A research team led by Professor Kyung-Don Joo of the UNIST Graduate School of Artificial Intelligence announced on the 15th that they have developed an AI model called "VPOcc" that compensates for perspective distortion in camera images. This research was led by first author Junsu Kim, and was jointly conducted by researcher Junhee Lee and researchers from Carnegie Mellon University in the United States.

Self-driving cars perceive their surroundings using cameras or LiDAR sensors. While cameras are cheaper and lighter than LiDAR, they often suffer from distance distortion when representing three-dimensional space as two-dimensional images, leading to the loss of distant objects or the emphasis on nearby areas.

The research team solved this problem by applying the "vanishing point," a concept used by Renaissance painters to express perspective, to artificial intelligence.
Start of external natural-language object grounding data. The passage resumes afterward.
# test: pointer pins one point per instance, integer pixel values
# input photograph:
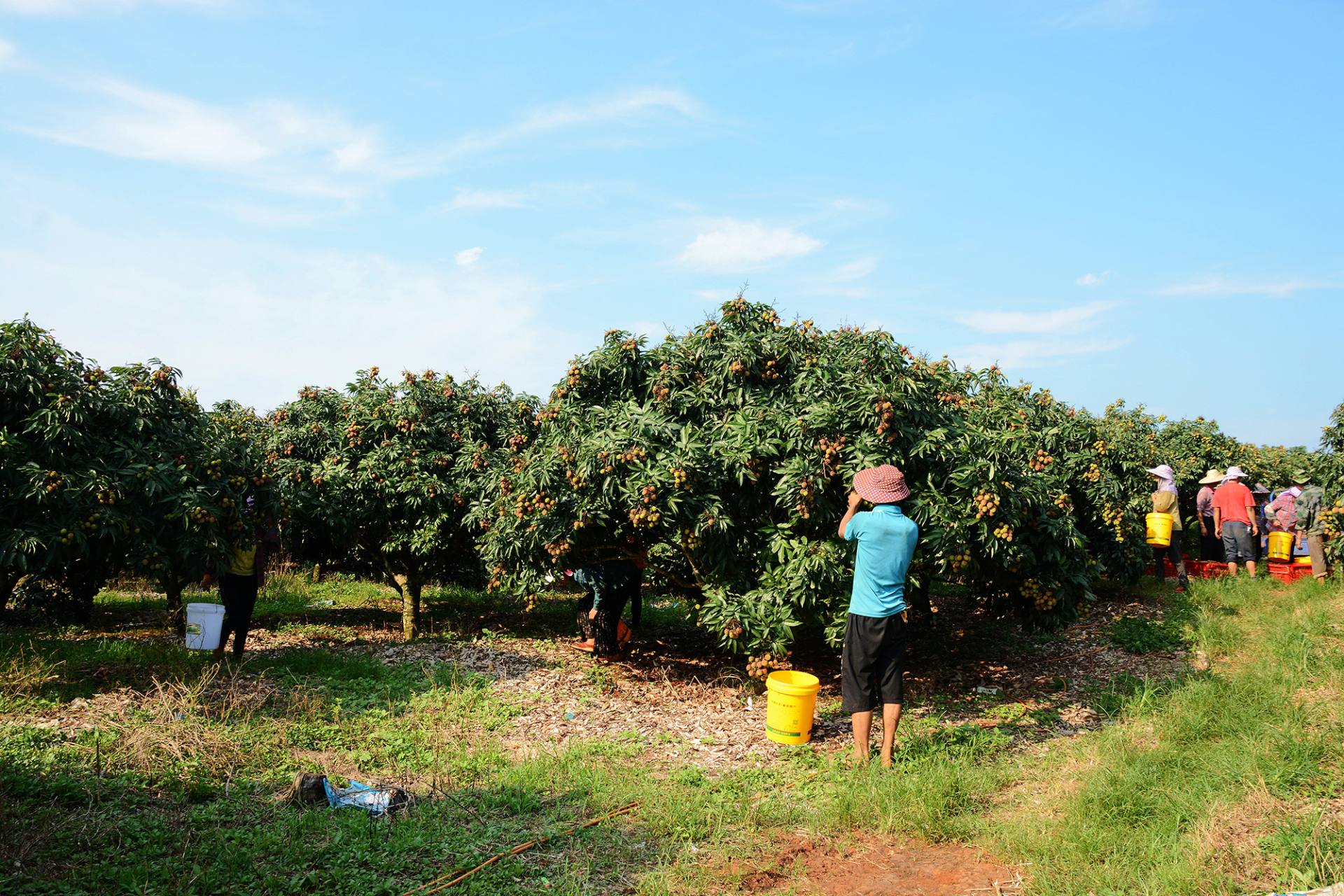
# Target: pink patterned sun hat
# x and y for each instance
(881, 484)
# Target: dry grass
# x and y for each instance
(171, 726)
(1228, 839)
(24, 671)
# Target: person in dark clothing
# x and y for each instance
(239, 582)
(1210, 546)
(609, 587)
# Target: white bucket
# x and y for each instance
(204, 621)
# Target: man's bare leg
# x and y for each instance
(862, 723)
(890, 719)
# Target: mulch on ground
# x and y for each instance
(680, 701)
(879, 868)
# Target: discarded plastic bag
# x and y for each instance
(315, 790)
(375, 801)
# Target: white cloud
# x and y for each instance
(1030, 354)
(732, 245)
(270, 143)
(1231, 286)
(104, 7)
(283, 147)
(620, 108)
(851, 206)
(1065, 320)
(491, 198)
(268, 216)
(854, 270)
(843, 281)
(300, 316)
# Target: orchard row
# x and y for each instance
(722, 457)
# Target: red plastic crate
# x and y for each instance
(1289, 571)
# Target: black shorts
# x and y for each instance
(1237, 543)
(873, 660)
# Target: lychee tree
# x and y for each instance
(379, 477)
(185, 482)
(724, 454)
(109, 470)
(57, 426)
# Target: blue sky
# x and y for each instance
(1116, 198)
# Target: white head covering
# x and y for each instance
(1168, 477)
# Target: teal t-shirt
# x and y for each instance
(886, 540)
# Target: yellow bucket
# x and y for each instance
(1281, 546)
(793, 697)
(1160, 530)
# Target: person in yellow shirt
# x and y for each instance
(244, 571)
(1167, 500)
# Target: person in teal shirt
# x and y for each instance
(875, 629)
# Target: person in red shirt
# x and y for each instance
(1234, 520)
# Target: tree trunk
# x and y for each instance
(410, 587)
(918, 598)
(176, 615)
(8, 580)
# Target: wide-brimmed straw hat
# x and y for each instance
(881, 484)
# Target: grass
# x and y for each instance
(1202, 783)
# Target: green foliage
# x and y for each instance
(379, 477)
(1144, 636)
(723, 458)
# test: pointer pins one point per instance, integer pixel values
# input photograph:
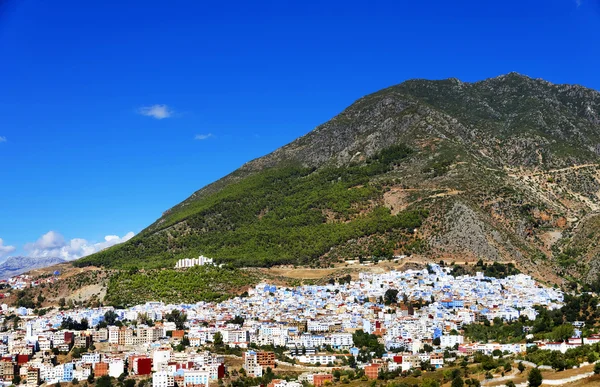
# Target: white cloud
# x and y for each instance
(203, 136)
(52, 244)
(156, 111)
(5, 250)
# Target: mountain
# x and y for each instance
(18, 265)
(504, 169)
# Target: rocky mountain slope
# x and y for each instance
(503, 169)
(18, 265)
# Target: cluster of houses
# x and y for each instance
(314, 324)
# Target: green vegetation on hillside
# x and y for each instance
(549, 324)
(199, 283)
(276, 216)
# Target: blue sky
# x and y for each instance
(111, 112)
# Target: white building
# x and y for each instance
(189, 262)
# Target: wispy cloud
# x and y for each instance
(53, 244)
(5, 250)
(156, 111)
(201, 137)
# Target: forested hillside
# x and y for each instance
(505, 169)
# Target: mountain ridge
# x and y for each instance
(16, 265)
(472, 154)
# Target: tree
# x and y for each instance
(535, 377)
(430, 383)
(178, 317)
(391, 296)
(352, 361)
(218, 339)
(110, 317)
(104, 381)
(457, 382)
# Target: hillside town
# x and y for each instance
(416, 316)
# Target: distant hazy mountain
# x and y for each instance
(17, 265)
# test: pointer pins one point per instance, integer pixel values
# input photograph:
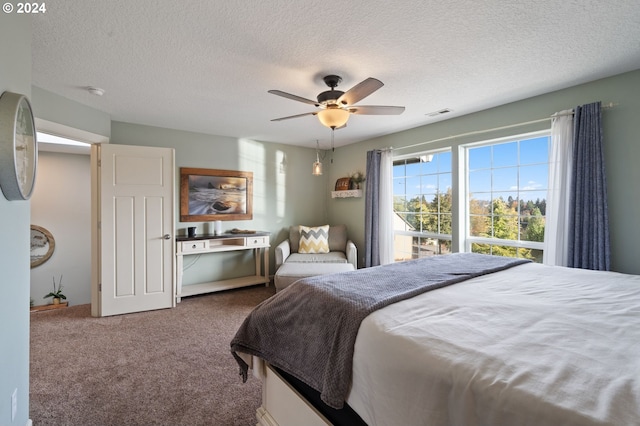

Vanishing points are points where parallel lines converge in the distance, and are used by humans to perceive depth on a flat surface. VPOcc reconstructs image information based on these vanishing points, more accurately restoring depth and distance.

The model consists of three modules. VPZoomer reduces perspective distortion in an image based on a vanishing point, while VPCA extracts balanced information from near and far areas. SVF combines the original and corrected images to compensate for each other's weaknesses.

Experimental results showed that VPOcc outperformed existing models in terms of spatial understanding (mIoU) and reconstruction accuracy (IoU). In particular, it successfully predicted distant objects more clearly and distinguished overlapping objects more accurately in road environments, which are crucial for autonomous driving.

Researcher Kim Jun-su said, “We wanted to improve understanding of 3D space by incorporating the human spatial perception method into artificial intelligence,” adding, “This will be a great advantage in terms of price competitiveness and lightweighting of camera sensors.”

Professor Joo Kyung-don said, “This technology can be applied to various fields, including autonomous driving, robotics, and augmented reality (AR) map production.”

This research was supported by the Ministry of Science and ICT and the National Research Foundation of Korea, and its findings were accepted for publication at IROS 2025, an international conference on intelligent robotics. This year's conference will be held in Hangzhou, China, starting October 19th.